Altrimenti, accade quel che stiamo vedendo in Perù, con il ricatto e il logoramento della proposta di governo del maestro Castillo. Oppure, si passa alla modalità golpe istituzionale o a quella delle autoproclamazioni, seguendo il “laboratorio” Venezuela, dove le destre manovrate dagli Stati Uniti e benvolute dall’Europa, a nome dell’autoproclamato Juan Guaidó, cercano nuovamente di organizzare un referendum revocatorio contro il presidente Maduro.

È quanto sta accadendo in Honduras dopo la vittoria di Xiomara castro, la prima presidenta del paese, che ha assunto l’incarico il 25 gennaio, a 67 anni dalla conquista del diritto di voto da parte delle donne.
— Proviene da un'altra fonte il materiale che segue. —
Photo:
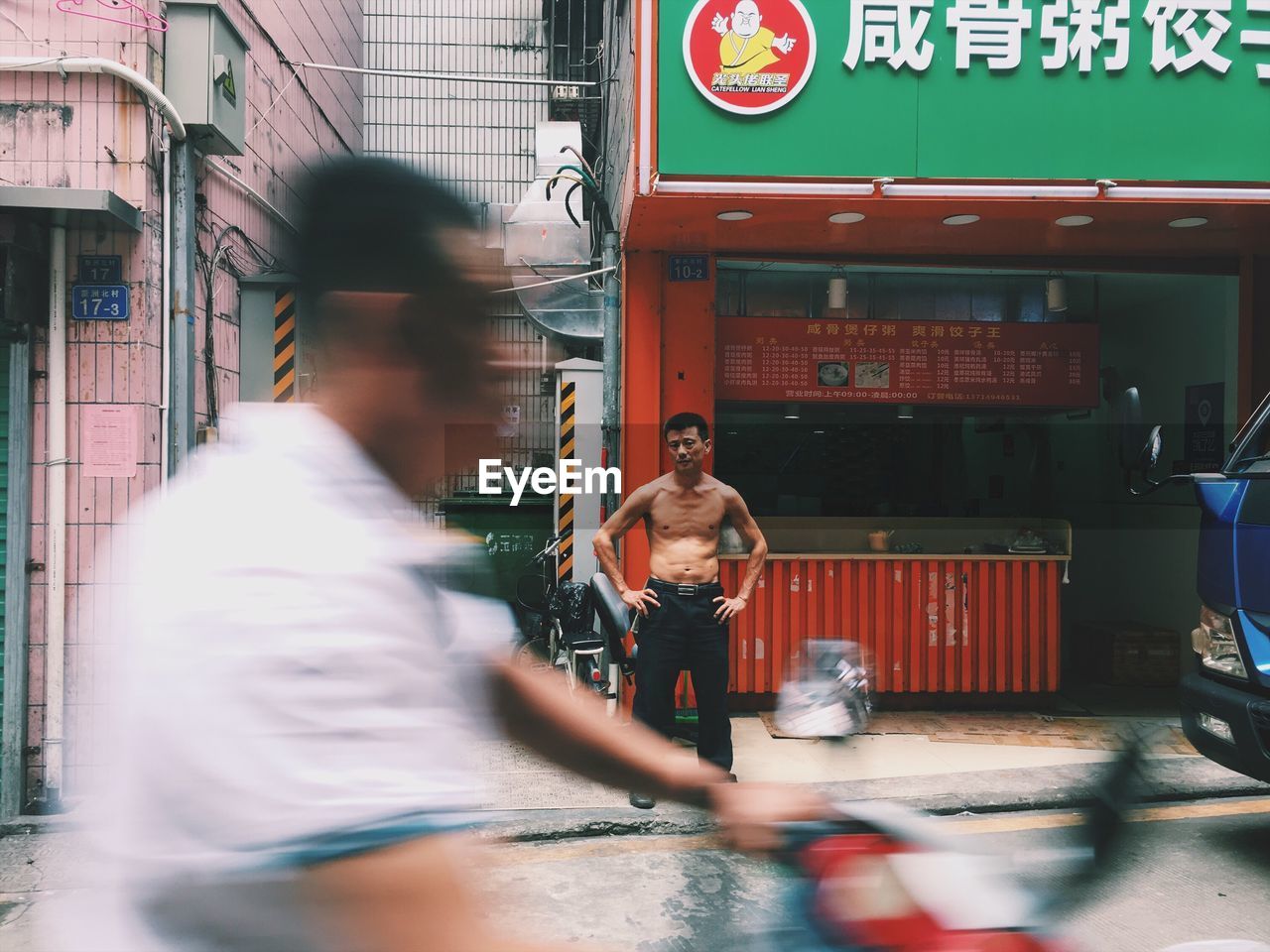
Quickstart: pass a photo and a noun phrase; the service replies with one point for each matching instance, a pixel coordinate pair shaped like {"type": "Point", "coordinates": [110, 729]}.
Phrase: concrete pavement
{"type": "Point", "coordinates": [943, 763]}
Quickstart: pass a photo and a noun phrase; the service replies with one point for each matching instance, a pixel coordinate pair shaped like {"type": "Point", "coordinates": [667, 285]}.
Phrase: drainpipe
{"type": "Point", "coordinates": [96, 63]}
{"type": "Point", "coordinates": [181, 281]}
{"type": "Point", "coordinates": [166, 311]}
{"type": "Point", "coordinates": [181, 347]}
{"type": "Point", "coordinates": [55, 555]}
{"type": "Point", "coordinates": [612, 363]}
Un gruppo di parlamentari eletti con il partito Libre, che ha portato alla presidenza Xiomara, ha cambiato casacca dando luogo a una pantomima di parlamento parallelo: virtuale, ma ben sostenuto dall’oligarchia.
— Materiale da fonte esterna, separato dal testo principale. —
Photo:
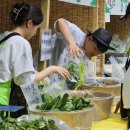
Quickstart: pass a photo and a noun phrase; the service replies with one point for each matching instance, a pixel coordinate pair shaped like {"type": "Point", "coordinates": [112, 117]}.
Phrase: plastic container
{"type": "Point", "coordinates": [107, 84]}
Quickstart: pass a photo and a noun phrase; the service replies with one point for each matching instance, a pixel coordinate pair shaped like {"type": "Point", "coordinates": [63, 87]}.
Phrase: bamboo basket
{"type": "Point", "coordinates": [81, 119]}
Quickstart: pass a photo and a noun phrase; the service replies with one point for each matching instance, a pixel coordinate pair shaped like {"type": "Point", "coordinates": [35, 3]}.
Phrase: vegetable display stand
{"type": "Point", "coordinates": [105, 84]}
{"type": "Point", "coordinates": [110, 85]}
{"type": "Point", "coordinates": [80, 119]}
{"type": "Point", "coordinates": [102, 101]}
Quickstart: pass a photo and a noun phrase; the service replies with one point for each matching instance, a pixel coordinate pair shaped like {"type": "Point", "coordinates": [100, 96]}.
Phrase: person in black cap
{"type": "Point", "coordinates": [79, 43]}
{"type": "Point", "coordinates": [125, 96]}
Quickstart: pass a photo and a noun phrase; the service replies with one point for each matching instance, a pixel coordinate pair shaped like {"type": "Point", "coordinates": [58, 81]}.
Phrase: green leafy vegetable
{"type": "Point", "coordinates": [77, 71]}
{"type": "Point", "coordinates": [64, 103]}
{"type": "Point", "coordinates": [38, 124]}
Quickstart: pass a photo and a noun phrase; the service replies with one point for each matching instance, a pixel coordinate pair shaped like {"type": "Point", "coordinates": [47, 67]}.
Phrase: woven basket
{"type": "Point", "coordinates": [81, 119]}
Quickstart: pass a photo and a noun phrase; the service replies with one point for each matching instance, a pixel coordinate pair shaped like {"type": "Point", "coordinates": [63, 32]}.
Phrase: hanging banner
{"type": "Point", "coordinates": [91, 3]}
{"type": "Point", "coordinates": [117, 7]}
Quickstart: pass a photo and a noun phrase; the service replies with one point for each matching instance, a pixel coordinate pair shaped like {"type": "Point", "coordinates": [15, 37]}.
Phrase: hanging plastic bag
{"type": "Point", "coordinates": [31, 93]}
{"type": "Point", "coordinates": [117, 70]}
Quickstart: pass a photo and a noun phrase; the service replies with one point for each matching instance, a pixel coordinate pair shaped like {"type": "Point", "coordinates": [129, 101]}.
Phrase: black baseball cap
{"type": "Point", "coordinates": [127, 13]}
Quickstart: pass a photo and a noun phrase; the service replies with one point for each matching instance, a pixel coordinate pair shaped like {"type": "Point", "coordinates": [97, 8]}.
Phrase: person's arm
{"type": "Point", "coordinates": [50, 70]}
{"type": "Point", "coordinates": [63, 27]}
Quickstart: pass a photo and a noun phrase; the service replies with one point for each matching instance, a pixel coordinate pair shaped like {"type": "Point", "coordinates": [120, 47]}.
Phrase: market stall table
{"type": "Point", "coordinates": [112, 123]}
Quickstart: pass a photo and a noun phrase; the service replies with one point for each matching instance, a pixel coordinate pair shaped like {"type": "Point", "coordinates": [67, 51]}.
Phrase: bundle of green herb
{"type": "Point", "coordinates": [77, 71]}
{"type": "Point", "coordinates": [63, 103]}
{"type": "Point", "coordinates": [38, 124]}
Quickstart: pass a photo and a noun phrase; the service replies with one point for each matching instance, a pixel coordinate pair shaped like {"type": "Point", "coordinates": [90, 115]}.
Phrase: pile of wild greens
{"type": "Point", "coordinates": [63, 103]}
{"type": "Point", "coordinates": [77, 71]}
{"type": "Point", "coordinates": [38, 124]}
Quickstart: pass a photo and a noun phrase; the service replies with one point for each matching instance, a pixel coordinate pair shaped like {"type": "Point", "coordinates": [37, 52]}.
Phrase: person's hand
{"type": "Point", "coordinates": [61, 71]}
{"type": "Point", "coordinates": [117, 107]}
{"type": "Point", "coordinates": [74, 50]}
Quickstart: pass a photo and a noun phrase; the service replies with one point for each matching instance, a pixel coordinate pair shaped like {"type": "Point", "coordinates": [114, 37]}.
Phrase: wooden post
{"type": "Point", "coordinates": [45, 7]}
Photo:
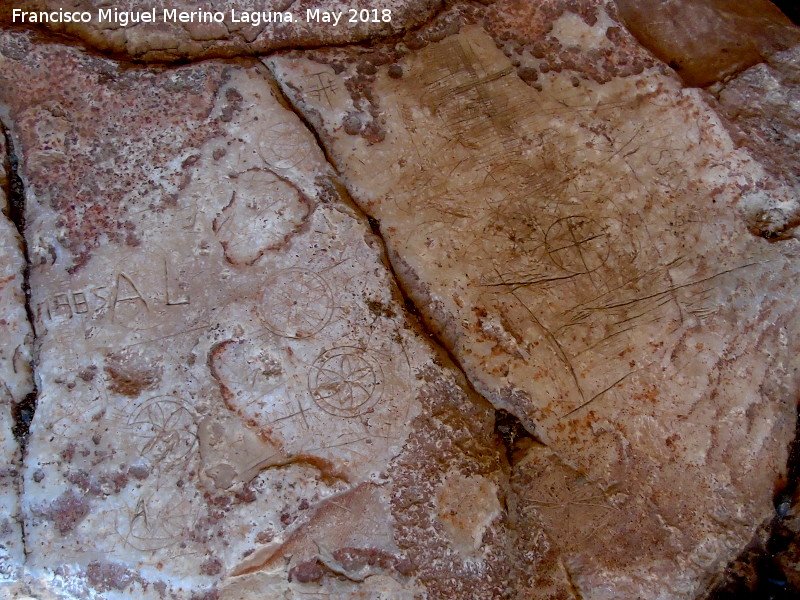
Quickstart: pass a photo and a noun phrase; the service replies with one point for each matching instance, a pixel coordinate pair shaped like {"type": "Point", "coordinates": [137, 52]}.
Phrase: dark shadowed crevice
{"type": "Point", "coordinates": [23, 410]}
{"type": "Point", "coordinates": [762, 570]}
{"type": "Point", "coordinates": [512, 433]}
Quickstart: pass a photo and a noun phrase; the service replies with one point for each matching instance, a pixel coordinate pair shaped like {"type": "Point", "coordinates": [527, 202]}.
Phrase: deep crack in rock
{"type": "Point", "coordinates": [23, 410]}
{"type": "Point", "coordinates": [761, 570]}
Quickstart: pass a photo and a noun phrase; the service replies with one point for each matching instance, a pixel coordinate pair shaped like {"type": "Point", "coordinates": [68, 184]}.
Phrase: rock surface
{"type": "Point", "coordinates": [708, 40]}
{"type": "Point", "coordinates": [15, 377]}
{"type": "Point", "coordinates": [589, 265]}
{"type": "Point", "coordinates": [584, 386]}
{"type": "Point", "coordinates": [246, 27]}
{"type": "Point", "coordinates": [231, 395]}
{"type": "Point", "coordinates": [763, 107]}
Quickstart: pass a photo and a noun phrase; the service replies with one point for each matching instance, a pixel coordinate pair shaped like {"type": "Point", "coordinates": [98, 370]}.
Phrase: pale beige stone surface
{"type": "Point", "coordinates": [763, 105]}
{"type": "Point", "coordinates": [235, 401]}
{"type": "Point", "coordinates": [584, 253]}
{"type": "Point", "coordinates": [708, 40]}
{"type": "Point", "coordinates": [248, 26]}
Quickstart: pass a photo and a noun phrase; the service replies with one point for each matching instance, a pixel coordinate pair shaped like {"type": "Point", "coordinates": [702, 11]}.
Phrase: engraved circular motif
{"type": "Point", "coordinates": [296, 303]}
{"type": "Point", "coordinates": [345, 381]}
{"type": "Point", "coordinates": [578, 244]}
{"type": "Point", "coordinates": [165, 429]}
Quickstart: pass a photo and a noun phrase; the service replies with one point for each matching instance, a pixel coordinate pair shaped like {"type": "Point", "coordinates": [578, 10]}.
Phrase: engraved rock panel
{"type": "Point", "coordinates": [217, 416]}
{"type": "Point", "coordinates": [584, 253]}
{"type": "Point", "coordinates": [15, 377]}
{"type": "Point", "coordinates": [763, 106]}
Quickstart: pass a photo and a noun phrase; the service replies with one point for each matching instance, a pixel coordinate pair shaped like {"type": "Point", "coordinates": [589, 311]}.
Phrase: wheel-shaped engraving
{"type": "Point", "coordinates": [345, 381]}
{"type": "Point", "coordinates": [296, 303]}
{"type": "Point", "coordinates": [578, 244]}
{"type": "Point", "coordinates": [165, 429]}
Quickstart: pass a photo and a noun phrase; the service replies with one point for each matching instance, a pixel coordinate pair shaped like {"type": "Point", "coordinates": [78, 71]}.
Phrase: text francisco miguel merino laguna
{"type": "Point", "coordinates": [199, 15]}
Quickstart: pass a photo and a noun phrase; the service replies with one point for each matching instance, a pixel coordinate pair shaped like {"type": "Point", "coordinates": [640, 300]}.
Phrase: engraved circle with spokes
{"type": "Point", "coordinates": [296, 303]}
{"type": "Point", "coordinates": [345, 381]}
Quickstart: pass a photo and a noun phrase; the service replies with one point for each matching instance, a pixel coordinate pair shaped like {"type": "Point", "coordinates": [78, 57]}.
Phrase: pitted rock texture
{"type": "Point", "coordinates": [584, 253]}
{"type": "Point", "coordinates": [585, 385]}
{"type": "Point", "coordinates": [708, 40]}
{"type": "Point", "coordinates": [232, 397]}
{"type": "Point", "coordinates": [762, 105]}
{"type": "Point", "coordinates": [198, 35]}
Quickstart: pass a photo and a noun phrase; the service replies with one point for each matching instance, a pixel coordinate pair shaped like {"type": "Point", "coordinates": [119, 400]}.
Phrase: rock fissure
{"type": "Point", "coordinates": [23, 410]}
{"type": "Point", "coordinates": [509, 427]}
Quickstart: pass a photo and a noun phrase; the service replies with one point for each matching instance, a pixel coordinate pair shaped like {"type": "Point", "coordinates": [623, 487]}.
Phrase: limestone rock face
{"type": "Point", "coordinates": [763, 106]}
{"type": "Point", "coordinates": [489, 306]}
{"type": "Point", "coordinates": [708, 40]}
{"type": "Point", "coordinates": [15, 377]}
{"type": "Point", "coordinates": [232, 398]}
{"type": "Point", "coordinates": [140, 29]}
{"type": "Point", "coordinates": [583, 251]}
Nessuno pensava che in Honduras, dopo le frodi elettorali dell’oligarchia al soldo degli USA che hanno ripetutamente scippato la vittoria alle forze di alternativa, potesse andare tutto liscio. E infatti, essendo la vittoria di Xiomara troppo ampia perché potesse ripetersi il copione di sempre, ma il numero dei deputati di Libre (50 su un totale di 128) insufficiente per una maggioranza parlamentare autonoma e piena, l’imperialismo aveva già pronto il suo “piano b”. Nel paese del golpe contro Mel Zelaya, del 2009, una delle promesse elettorali della presidenta è stata quella di chiudere le Zone economiche speciali, dove le multinazionali possono sfruttare il lavoro e l’ambiente senza controllo.
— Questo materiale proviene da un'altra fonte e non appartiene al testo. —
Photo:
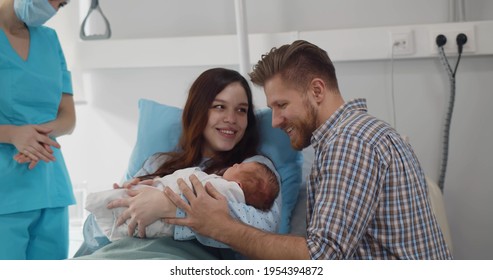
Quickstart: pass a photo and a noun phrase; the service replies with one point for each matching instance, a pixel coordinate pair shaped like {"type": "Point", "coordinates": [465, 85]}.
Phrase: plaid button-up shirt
{"type": "Point", "coordinates": [367, 194]}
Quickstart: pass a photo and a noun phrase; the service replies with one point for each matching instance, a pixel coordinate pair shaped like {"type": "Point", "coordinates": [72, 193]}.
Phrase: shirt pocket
{"type": "Point", "coordinates": [5, 90]}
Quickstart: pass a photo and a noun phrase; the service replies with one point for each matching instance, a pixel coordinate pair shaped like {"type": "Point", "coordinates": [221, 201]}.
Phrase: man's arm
{"type": "Point", "coordinates": [208, 215]}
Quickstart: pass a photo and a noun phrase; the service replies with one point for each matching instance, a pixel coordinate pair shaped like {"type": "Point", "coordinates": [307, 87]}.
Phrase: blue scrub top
{"type": "Point", "coordinates": [30, 93]}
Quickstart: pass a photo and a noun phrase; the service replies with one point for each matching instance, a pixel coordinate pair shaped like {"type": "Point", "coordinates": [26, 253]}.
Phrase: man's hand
{"type": "Point", "coordinates": [208, 209]}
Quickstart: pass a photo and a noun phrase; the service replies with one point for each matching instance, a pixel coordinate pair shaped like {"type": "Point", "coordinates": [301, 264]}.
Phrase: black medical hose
{"type": "Point", "coordinates": [448, 119]}
{"type": "Point", "coordinates": [441, 40]}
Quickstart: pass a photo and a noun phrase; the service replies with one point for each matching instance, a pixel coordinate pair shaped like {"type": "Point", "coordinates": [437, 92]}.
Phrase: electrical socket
{"type": "Point", "coordinates": [402, 42]}
{"type": "Point", "coordinates": [451, 34]}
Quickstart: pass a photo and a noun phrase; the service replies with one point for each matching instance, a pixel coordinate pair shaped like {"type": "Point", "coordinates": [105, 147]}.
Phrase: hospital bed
{"type": "Point", "coordinates": [159, 127]}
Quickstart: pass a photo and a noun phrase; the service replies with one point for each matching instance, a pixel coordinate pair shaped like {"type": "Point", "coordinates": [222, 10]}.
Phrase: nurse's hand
{"type": "Point", "coordinates": [33, 141]}
{"type": "Point", "coordinates": [132, 182]}
{"type": "Point", "coordinates": [145, 206]}
{"type": "Point", "coordinates": [22, 158]}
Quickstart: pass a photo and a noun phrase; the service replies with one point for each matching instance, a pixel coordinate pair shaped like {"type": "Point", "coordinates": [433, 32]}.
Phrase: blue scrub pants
{"type": "Point", "coordinates": [35, 235]}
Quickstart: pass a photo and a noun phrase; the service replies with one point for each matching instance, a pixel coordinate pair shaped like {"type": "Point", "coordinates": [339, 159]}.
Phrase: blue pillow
{"type": "Point", "coordinates": [159, 129]}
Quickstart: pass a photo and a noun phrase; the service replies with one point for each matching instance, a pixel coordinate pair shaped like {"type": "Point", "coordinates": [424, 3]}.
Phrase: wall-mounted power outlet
{"type": "Point", "coordinates": [451, 34]}
{"type": "Point", "coordinates": [402, 42]}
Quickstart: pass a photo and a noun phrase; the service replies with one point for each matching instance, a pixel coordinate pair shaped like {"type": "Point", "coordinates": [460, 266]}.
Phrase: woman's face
{"type": "Point", "coordinates": [227, 120]}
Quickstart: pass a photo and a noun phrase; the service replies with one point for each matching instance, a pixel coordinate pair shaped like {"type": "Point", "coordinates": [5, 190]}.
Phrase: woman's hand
{"type": "Point", "coordinates": [33, 142]}
{"type": "Point", "coordinates": [207, 212]}
{"type": "Point", "coordinates": [132, 182]}
{"type": "Point", "coordinates": [145, 206]}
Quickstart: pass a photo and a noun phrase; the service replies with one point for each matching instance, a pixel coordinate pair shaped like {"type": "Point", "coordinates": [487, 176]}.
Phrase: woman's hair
{"type": "Point", "coordinates": [297, 63]}
{"type": "Point", "coordinates": [194, 120]}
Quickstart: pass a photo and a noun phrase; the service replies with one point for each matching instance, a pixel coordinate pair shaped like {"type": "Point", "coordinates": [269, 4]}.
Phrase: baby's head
{"type": "Point", "coordinates": [258, 182]}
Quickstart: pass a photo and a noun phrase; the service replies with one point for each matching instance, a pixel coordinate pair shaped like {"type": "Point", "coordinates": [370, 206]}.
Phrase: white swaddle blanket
{"type": "Point", "coordinates": [106, 218]}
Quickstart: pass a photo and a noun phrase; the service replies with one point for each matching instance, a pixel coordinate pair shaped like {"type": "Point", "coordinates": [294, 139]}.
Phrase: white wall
{"type": "Point", "coordinates": [98, 151]}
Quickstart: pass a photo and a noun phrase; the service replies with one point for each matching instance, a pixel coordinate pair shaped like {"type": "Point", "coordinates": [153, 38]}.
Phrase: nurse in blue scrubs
{"type": "Point", "coordinates": [36, 106]}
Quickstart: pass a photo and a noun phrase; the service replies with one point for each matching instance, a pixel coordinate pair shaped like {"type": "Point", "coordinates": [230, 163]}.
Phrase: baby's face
{"type": "Point", "coordinates": [234, 172]}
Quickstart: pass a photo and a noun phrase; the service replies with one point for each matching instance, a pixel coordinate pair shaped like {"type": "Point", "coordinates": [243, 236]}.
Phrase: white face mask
{"type": "Point", "coordinates": [34, 12]}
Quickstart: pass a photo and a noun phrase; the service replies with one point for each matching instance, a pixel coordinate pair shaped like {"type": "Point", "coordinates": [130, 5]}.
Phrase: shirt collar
{"type": "Point", "coordinates": [358, 104]}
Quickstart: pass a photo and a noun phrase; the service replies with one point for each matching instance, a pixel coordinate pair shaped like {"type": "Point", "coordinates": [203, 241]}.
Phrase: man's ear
{"type": "Point", "coordinates": [318, 89]}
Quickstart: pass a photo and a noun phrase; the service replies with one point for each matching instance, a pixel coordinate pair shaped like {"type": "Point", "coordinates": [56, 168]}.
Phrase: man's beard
{"type": "Point", "coordinates": [304, 128]}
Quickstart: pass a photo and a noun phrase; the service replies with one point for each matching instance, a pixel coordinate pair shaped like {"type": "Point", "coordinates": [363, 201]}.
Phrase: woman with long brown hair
{"type": "Point", "coordinates": [219, 130]}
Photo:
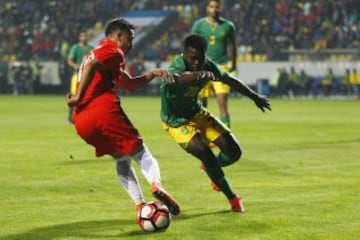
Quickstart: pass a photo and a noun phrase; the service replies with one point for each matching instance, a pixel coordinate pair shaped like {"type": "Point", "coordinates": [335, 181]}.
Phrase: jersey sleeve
{"type": "Point", "coordinates": [218, 72]}
{"type": "Point", "coordinates": [196, 27]}
{"type": "Point", "coordinates": [110, 58]}
{"type": "Point", "coordinates": [72, 52]}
Intanto, gli USA muovono le loro pedine, fidando sul ruolo della Colombia che, tra il 26 e il 28 gennaio, ha accolto tre vertici di organismi regionali: l’Alleanza del Pacifico, la Comunità dei Caraibi (Caricom), e il Foro per il progresso e l’integrazione (Prosur). Quest’ultimo, è stato creato in modo artificiale dai governi di destra nel 2014 per contrastare l’integrazione latinoamericana sospinta da Cuba e Venezuela e dai paesi dell’Alba. Ora, mentre la brezza bolivariana ha ripreso a soffiare sul continente, l’imperialismo sta cercando di oliarne nuovamente i motori.